現代の私たちがギャグマンガを読んで笑い転げるように、江戸時代の人たちも「まめえもん」を見て大笑いしていたのかもしれません。

四季の色どり

12枚一組

春画は12枚が一組ということが多かったようです。

これは、古代中国の皇帝が12人の女を娶り、それぞれの女に12か月を象徴させたことに由来するとされているそうです。

江戸時代の春画では、一年12か月を1セットとし、それぞれの月と季節を題材とした春画が描かれることが多かったようです。カレンダーみたいなもんですかね?

それぞれの季節

1月は正月と初夢、2月は梅や初午稲荷詣、3月はひな祭り……と、12か月それぞれに決まった行事や象徴的な物があり、それをさりげなく描き込んで、これはこの月、とすることが多かったようです。

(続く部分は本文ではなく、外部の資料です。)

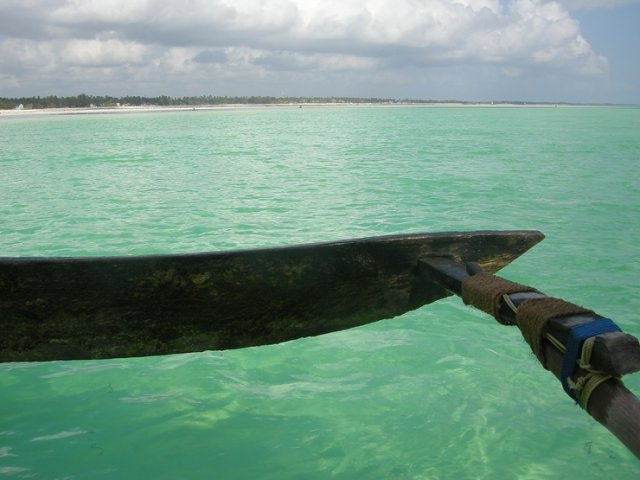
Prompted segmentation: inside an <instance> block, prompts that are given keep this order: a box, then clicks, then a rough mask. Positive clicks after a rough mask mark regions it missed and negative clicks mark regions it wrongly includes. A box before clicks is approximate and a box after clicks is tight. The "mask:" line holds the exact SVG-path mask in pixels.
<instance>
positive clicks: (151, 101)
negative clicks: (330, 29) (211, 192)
mask: <svg viewBox="0 0 640 480" xmlns="http://www.w3.org/2000/svg"><path fill="white" fill-rule="evenodd" d="M292 103H294V104H295V103H300V104H309V103H377V104H402V103H418V104H420V103H423V104H429V103H434V104H435V103H456V104H461V105H467V104H494V103H495V104H516V105H518V104H520V105H526V103H527V102H518V101H516V102H514V101H499V102H498V101H496V102H467V101H461V100H413V99H403V100H398V99H392V98H366V97H271V96H238V97H233V96H232V97H229V96H214V95H200V96H191V97H170V96H168V95H160V96H158V97H143V96H124V97H112V96H108V95H106V96H100V95H98V96H96V95H86V94H84V93H83V94H80V95H75V96H70V97H58V96H56V95H49V96H46V97H39V96H38V97H18V98H3V97H0V110H12V109H16V108H23V109H42V108H91V107H95V108H109V107H119V106H135V107H139V106H147V105H148V106H160V107H171V106H184V105H187V106H197V105H236V104H238V105H283V104H292Z"/></svg>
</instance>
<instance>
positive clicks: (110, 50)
mask: <svg viewBox="0 0 640 480" xmlns="http://www.w3.org/2000/svg"><path fill="white" fill-rule="evenodd" d="M148 50H149V49H148V48H147V47H146V46H145V45H141V44H139V43H134V42H123V41H120V40H117V39H107V40H101V39H93V40H77V39H73V40H70V41H68V42H65V43H64V45H63V47H62V49H61V51H60V58H61V60H62V62H63V63H64V64H66V65H74V66H80V67H114V66H119V65H128V64H141V63H143V61H144V59H145V57H146V54H147V52H148Z"/></svg>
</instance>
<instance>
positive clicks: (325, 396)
mask: <svg viewBox="0 0 640 480" xmlns="http://www.w3.org/2000/svg"><path fill="white" fill-rule="evenodd" d="M0 145H1V147H0V255H2V256H26V255H53V256H65V255H113V254H142V253H160V252H162V253H166V252H196V251H209V250H224V249H232V248H248V247H257V246H272V245H284V244H291V243H303V242H315V241H324V240H336V239H343V238H352V237H363V236H369V235H380V234H388V233H403V232H422V231H426V232H437V231H449V230H475V229H538V230H541V231H543V232H544V233H545V234H546V236H547V238H546V240H545V241H544V242H542V243H541V244H540V245H538V246H537V247H535V248H534V249H533V250H531V251H530V252H529V253H527V254H526V255H525V256H523V257H522V258H521V259H519V260H517V261H516V262H515V263H514V264H513V265H511V266H509V267H507V268H506V269H505V270H503V272H502V273H503V275H504V276H506V277H508V278H510V279H512V280H516V281H520V282H523V283H528V284H532V285H534V286H536V287H538V288H539V289H541V290H543V291H544V292H546V293H548V294H550V295H554V296H560V297H563V298H565V299H567V300H570V301H572V302H575V303H580V304H583V305H585V306H588V307H590V308H593V309H595V310H596V311H598V312H599V313H601V314H603V315H606V316H609V317H610V318H613V319H614V320H615V321H616V322H617V323H618V324H619V325H620V326H621V327H622V328H623V329H625V330H626V331H628V332H630V333H632V334H634V335H636V336H640V321H639V319H638V311H640V295H638V293H639V292H638V282H637V279H638V278H639V276H640V245H639V242H638V238H640V181H638V178H640V109H634V108H628V109H624V108H562V107H560V108H534V107H531V108H525V107H520V108H424V107H423V108H420V107H378V108H367V107H341V108H321V107H316V108H302V109H297V108H265V109H241V110H220V111H195V112H192V111H189V112H167V113H157V112H156V113H140V114H113V115H75V116H38V117H29V118H26V117H20V118H17V117H12V118H7V117H6V116H5V117H3V116H2V115H0ZM625 382H626V384H627V385H628V387H629V388H631V389H632V390H633V391H634V392H635V393H636V394H640V374H636V375H631V376H629V377H627V378H626V379H625ZM0 389H1V391H2V397H1V398H0V474H1V475H4V476H6V477H9V478H47V479H48V478H52V479H58V478H60V479H62V478H72V479H87V478H119V479H129V478H131V479H137V478H156V479H175V478H193V479H200V478H221V479H245V478H261V479H268V478H272V479H281V478H285V479H289V478H296V479H297V478H300V479H302V478H305V479H306V478H310V479H324V478H344V479H351V478H372V479H380V478H390V479H393V478H415V479H451V478H455V479H460V478H491V479H492V478H501V479H502V478H505V479H508V478H517V479H528V478H531V479H540V478H561V477H566V478H579V477H581V478H600V477H601V476H602V475H603V474H606V475H608V476H609V478H617V479H626V478H629V479H630V478H639V477H640V463H639V462H638V461H637V460H636V459H635V458H634V457H633V456H632V455H631V454H630V453H628V452H627V451H626V449H625V448H624V447H622V446H621V445H620V444H619V443H618V442H617V440H616V439H615V438H614V437H613V436H612V435H611V434H610V433H609V432H607V431H606V430H605V429H604V428H603V427H601V426H600V425H598V424H596V423H595V422H594V421H593V420H592V419H591V418H590V417H588V416H587V415H585V414H584V413H583V412H581V411H580V410H579V408H578V407H576V406H575V405H573V403H572V402H571V401H570V400H569V399H568V397H566V395H565V394H564V392H563V391H562V389H561V387H560V385H559V384H558V382H557V381H556V380H555V378H553V376H552V375H551V374H549V372H546V371H544V370H542V369H541V368H539V366H538V364H537V363H536V360H535V359H534V358H533V356H532V355H531V354H530V353H529V351H528V349H527V347H526V345H525V344H524V342H523V340H522V339H521V338H520V334H519V332H518V331H517V330H515V329H513V328H508V327H503V326H500V325H498V324H496V323H495V321H493V320H492V319H490V318H488V317H486V316H484V315H483V314H481V313H478V312H476V311H474V310H472V309H470V308H469V307H465V306H464V305H462V303H461V302H460V301H459V300H457V299H455V298H450V299H446V300H443V301H440V302H438V303H436V304H432V305H429V306H426V307H424V308H422V309H419V310H417V311H415V312H411V313H408V314H406V315H403V316H401V317H398V318H395V319H391V320H387V321H382V322H378V323H375V324H371V325H367V326H364V327H360V328H357V329H353V330H349V331H343V332H337V333H334V334H329V335H325V336H321V337H316V338H307V339H302V340H299V341H295V342H289V343H285V344H280V345H273V346H266V347H259V348H250V349H243V350H232V351H223V352H204V353H194V354H186V355H175V356H165V357H151V358H142V359H127V360H108V361H81V362H52V363H33V364H24V363H16V364H0Z"/></svg>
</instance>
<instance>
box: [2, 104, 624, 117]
mask: <svg viewBox="0 0 640 480" xmlns="http://www.w3.org/2000/svg"><path fill="white" fill-rule="evenodd" d="M318 107H323V108H327V107H329V108H345V107H349V108H354V107H355V108H390V107H396V108H397V107H420V108H584V107H596V108H625V107H626V108H634V107H635V106H634V105H595V104H594V105H590V104H567V103H559V104H553V103H505V102H500V103H495V104H493V103H466V102H460V103H457V102H429V103H426V102H415V103H413V102H397V103H378V102H375V103H366V102H357V103H346V102H345V103H342V102H341V103H316V102H309V103H304V102H300V103H265V104H248V103H241V104H239V103H230V104H215V105H172V106H164V105H143V106H133V105H123V106H118V107H60V108H55V107H54V108H22V109H11V110H0V117H22V116H40V115H99V114H117V113H153V112H189V111H208V110H256V109H299V108H318Z"/></svg>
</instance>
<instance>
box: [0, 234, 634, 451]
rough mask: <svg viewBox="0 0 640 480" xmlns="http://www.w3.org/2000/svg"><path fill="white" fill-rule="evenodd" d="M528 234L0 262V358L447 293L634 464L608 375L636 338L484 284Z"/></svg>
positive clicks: (243, 337) (630, 418)
mask: <svg viewBox="0 0 640 480" xmlns="http://www.w3.org/2000/svg"><path fill="white" fill-rule="evenodd" d="M543 238H544V236H543V235H542V233H540V232H537V231H507V232H492V231H487V232H468V233H465V232H453V233H439V234H412V235H394V236H384V237H374V238H365V239H356V240H347V241H341V242H332V243H320V244H309V245H298V246H293V247H280V248H270V249H256V250H240V251H230V252H214V253H203V254H187V255H149V256H137V257H133V256H132V257H86V258H0V331H1V332H2V335H0V361H3V362H14V361H47V360H73V359H100V358H116V357H134V356H146V355H163V354H170V353H183V352H193V351H203V350H221V349H229V348H242V347H248V346H256V345H264V344H269V343H278V342H282V341H287V340H294V339H296V338H301V337H306V336H311V335H319V334H323V333H328V332H332V331H337V330H343V329H347V328H351V327H354V326H357V325H363V324H366V323H370V322H374V321H377V320H381V319H384V318H391V317H394V316H397V315H400V314H402V313H404V312H407V311H409V310H413V309H416V308H418V307H420V306H422V305H425V304H428V303H431V302H434V301H436V300H439V299H441V298H443V297H446V296H449V295H451V294H456V295H459V296H461V297H462V298H463V300H464V302H465V303H467V304H470V305H472V306H474V307H476V308H479V309H481V310H483V311H485V312H487V313H489V314H491V315H493V316H494V317H495V318H496V319H497V320H498V321H499V322H501V323H503V324H506V325H517V326H518V327H519V328H520V330H521V331H522V333H523V336H524V337H525V339H526V340H527V342H528V343H529V345H530V346H531V348H532V350H533V351H534V353H535V354H536V356H537V357H538V359H539V360H540V362H541V363H542V365H543V366H544V367H545V368H546V369H548V370H550V371H551V372H552V373H554V374H555V375H556V376H557V377H558V378H559V379H560V381H561V383H562V386H563V388H564V389H565V391H566V392H567V394H568V395H569V396H570V397H571V398H572V399H574V400H575V401H576V402H577V403H579V404H580V405H581V406H582V407H583V408H584V409H585V410H586V411H587V412H588V413H589V414H590V415H591V416H592V417H593V418H595V419H596V420H597V421H598V422H600V423H601V424H602V425H604V426H605V427H606V428H608V429H609V430H610V431H611V432H612V433H613V434H614V435H615V436H616V437H618V438H619V439H620V440H621V441H622V443H623V444H624V445H626V446H627V448H629V450H630V451H632V452H633V453H634V454H635V455H636V456H637V457H638V458H640V401H639V400H638V399H637V398H636V397H635V396H634V395H633V394H632V393H631V392H630V391H629V390H628V389H626V388H625V387H624V385H623V384H622V382H621V380H620V377H621V376H622V375H624V374H628V373H632V372H636V371H638V370H640V345H639V343H638V340H637V339H636V338H635V337H633V336H631V335H628V334H626V333H624V332H622V331H620V329H619V328H618V327H617V326H616V325H615V324H614V323H613V322H612V321H611V320H609V319H606V318H603V317H601V316H599V315H597V314H596V313H595V312H592V311H590V310H587V309H584V308H582V307H579V306H577V305H573V304H570V303H568V302H565V301H563V300H560V299H554V298H550V297H547V296H545V295H544V294H542V293H540V292H538V291H537V290H535V289H532V288H530V287H526V286H524V285H519V284H516V283H513V282H509V281H508V280H504V279H502V278H500V277H497V276H495V275H494V273H495V272H497V271H498V270H500V269H501V268H502V267H504V266H505V265H507V264H508V263H510V262H511V261H513V260H514V259H516V258H517V257H518V256H520V255H522V254H523V253H524V252H526V251H527V250H528V249H529V248H531V247H532V246H534V245H535V244H537V243H538V242H539V241H541V240H542V239H543Z"/></svg>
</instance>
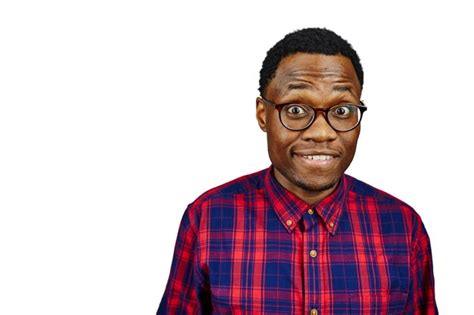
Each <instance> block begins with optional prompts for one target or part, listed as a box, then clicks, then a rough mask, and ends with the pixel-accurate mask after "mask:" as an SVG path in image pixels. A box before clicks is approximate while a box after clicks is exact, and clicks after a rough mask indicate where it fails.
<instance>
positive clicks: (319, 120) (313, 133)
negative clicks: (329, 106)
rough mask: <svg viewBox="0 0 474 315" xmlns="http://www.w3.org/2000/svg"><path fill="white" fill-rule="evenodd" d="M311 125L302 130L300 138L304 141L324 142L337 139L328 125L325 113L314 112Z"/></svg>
mask: <svg viewBox="0 0 474 315" xmlns="http://www.w3.org/2000/svg"><path fill="white" fill-rule="evenodd" d="M315 115H316V117H315V118H314V121H313V123H312V124H311V125H310V126H309V127H308V128H307V129H305V130H303V134H302V138H303V140H306V141H314V142H325V141H332V140H335V139H336V138H337V132H336V131H335V130H334V129H332V127H331V126H330V125H329V124H328V122H327V120H326V117H325V113H323V112H320V111H316V113H315Z"/></svg>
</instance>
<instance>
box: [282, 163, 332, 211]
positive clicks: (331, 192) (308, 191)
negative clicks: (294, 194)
mask: <svg viewBox="0 0 474 315" xmlns="http://www.w3.org/2000/svg"><path fill="white" fill-rule="evenodd" d="M274 175H275V178H276V180H277V181H278V182H279V183H280V185H282V186H283V187H285V188H286V189H287V190H289V191H291V192H292V193H293V194H295V195H296V196H297V197H298V198H300V199H301V200H303V201H304V202H306V203H307V204H308V205H310V206H313V205H316V204H318V203H319V202H321V200H323V199H324V198H326V197H327V196H329V195H330V194H331V193H332V192H334V190H336V188H337V186H338V183H339V180H338V181H336V182H335V183H331V184H329V185H327V186H323V187H321V189H310V188H309V187H305V186H303V185H302V184H300V185H298V184H295V183H293V182H291V181H289V180H288V179H287V178H286V177H285V176H283V175H282V174H281V173H280V172H279V171H278V170H277V169H274Z"/></svg>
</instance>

それはよくよく見なければわからない場所に描いてあったりして(窓の外に雨=五月雨=5月とか)、それが何月の絵なのか、注意深く見ないとわからないものもありました。また、ある程度の教養をも要求されるものでもあったようです。見る人が見ないとわからない、「謎解き」のような側面もあったのかもしれませんね。

美しい描写

春画というとやはり衝撃的な部分にばかり目が行ってしまいますが、ほかの部分をよく見ると、非常に手の込んだ、美しい描写が多くあります。

生え際の一本一本にいたるまで緻密に描き込まれた髪。

透け感までも描き出している着物の柄。

正確な技術で描かれた、躍動感あふれる体の線。

それらを描いた人はもちろんですが、版画を彫る人、色を乗せ摺る人、すべての人に大変な技術が求められる、本物の芸術品です。

春画の「力」

魔を払う力

春画は、高貴な人々の嫁入り道具としても使われました。

もちろん、嫁ぐ前の「予備知識」という面もあったでしょう。
けれどもそれを持たせることによって、嫁ぎゆく娘の幸せを願うという一面もあったようなのです。

春画は持っていると戦に負けないと信じられ、「勝絵(かちえ)」とも呼ばれて鎧匱に入れておくという風習もあったそうです。

また、火災除けになるとも信じられていました。
宋代の「路史」には、火災の中で一軒だけ残った蔵の中から春画が出てきたという話が記されているそうです。

さらには、虫よけにもなると信じられていたそうで、「籠底書(ろうていしょ=衣装箱の底に敷く書)」とも呼ばれていたとか。

つまり、春画には「悪いものから守ってくれる」パワーがあると信じられていたのですね。

すばらしい「美術品」

春画は古い歴史を持ち、浮世絵の原点ともなった、すばらしい美術品です。

ついつい一部分だけに目が行ってしまいがちですが、もっともっとその価値を知ってもらいたい、評価してほしい、というのが講師・山本ゆかりさんの言葉でした。

移り行く四季とともに、時にユーモラスに、時に教養深く、おおらかに春画を楽しんでいた江戸時代というのは、とてもいい時代だったのだなぁ、と思うと同時に、そこから地続きとなっているはずの現代日本にも、そういった精神が実は脈々と受け継がれているのではないか、そんな気にもさせられた講演会でした。